6. yılını okuyacağım üniversite bölümüdür. arkadaşlarımın çoğu askere gittiler veya iş sahibi oldular ben ise hala okuldayım.
ama o beyaz önlüğü giyip üniversitenin hastanesinde dolaşmak mükemmel bir duygu.
ayrıca;
(bkz: beyin cerrahı olucam paranın amına koyucam)
körpe dimağlarda tamir edilemez yaralar açan yuvam.buralarda götümüzü yırtıyoruz ki yardım etmek için senelerce süründüğümüz insanlar hakkımızda bilip bilmeden atıp tutabilsin.
"Tıp fakültesinden herşey çıkar, nadiren de doktor çıkar" atasözüne sahip bir fakültedir tıp fakültesi. Girmesi, hele bu yeni sınav sistemleriyle falan epey zorlaşmıştır. Genellikle girdikten sonra ilk sene acaip rahat gelir, "Bu muydu la?" şeklinde düşünülür.
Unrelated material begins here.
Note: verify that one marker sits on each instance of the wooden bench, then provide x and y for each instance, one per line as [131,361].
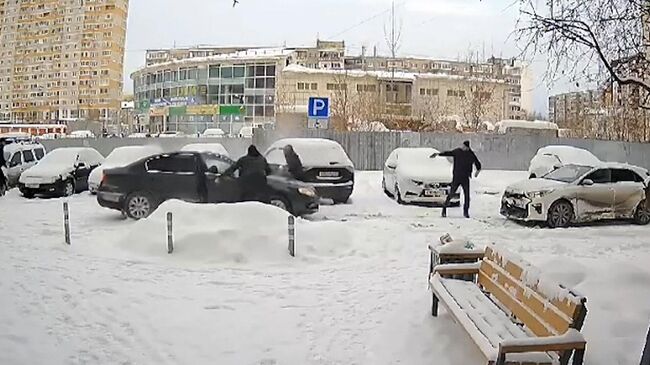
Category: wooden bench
[512,315]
Ancak ikinci seneden itibaren anatomi ve histolojinin, üçüncü seneden itibaren farmakoloji ve patolojinin, dördüncü seneden itibaren stajların, son sene de mesleğe başlamadan önceki nirvana olan internliğin işin içine girmesiyle bi tarafınızdan ter damlayarak ancak bitirebilirsiniz okulu.(tecrübeyle sabittir)
Öncelikle bu okulda okumak için iyi puandan fazlası gerekiyor, Eğer ki çevrenizde eski doktorları görüp de onların kazandığı süper paraları kazanacağınızı düşünüyorsanız üzgünüm ama çıktığınızda ancak babayı alırsınız. Zira ortak yanılgının aksine biz uzman olarak değil pratisyen olarak mezun oluyoruz, yani "Ne doktoru olcan sen şimdi?" diye sorduğunuz soruya küfretmemizin nedeni budur. Çünkü maaşlar okunan okula ve yapılan mesleğe göre orantısızdır ve uzmanlık sınavıyla minimum beş yıl daha okumak suretiyle uzman olabilirsiniz.
Ayrıca mesleğin zorluklarına da katlanabilmek lazım. Kan göreceksiniz, fazlasıyla hem de, evet kadavra da göreceksiniz, onların içine dalacaksınız, hastaların hepsi farklı olacak, alışacaksınız. Nöbetten sonra mesai yapınca sızlanmayacaksınız. Emrinizdeki ambulans şoförünün bile nöbet izni varken sizin asla olmayacaktır. Bin tane hatalı sağlık politikasını görüp mezuniyette ettiğiniz yemini hatırlayarak yanlış yollara sapmamak için kendinizle karşı karşıya geleceksiniz. Zor iştir azizim doktor olmak, hasta yakınlarından dayak yiyebilirsiniz.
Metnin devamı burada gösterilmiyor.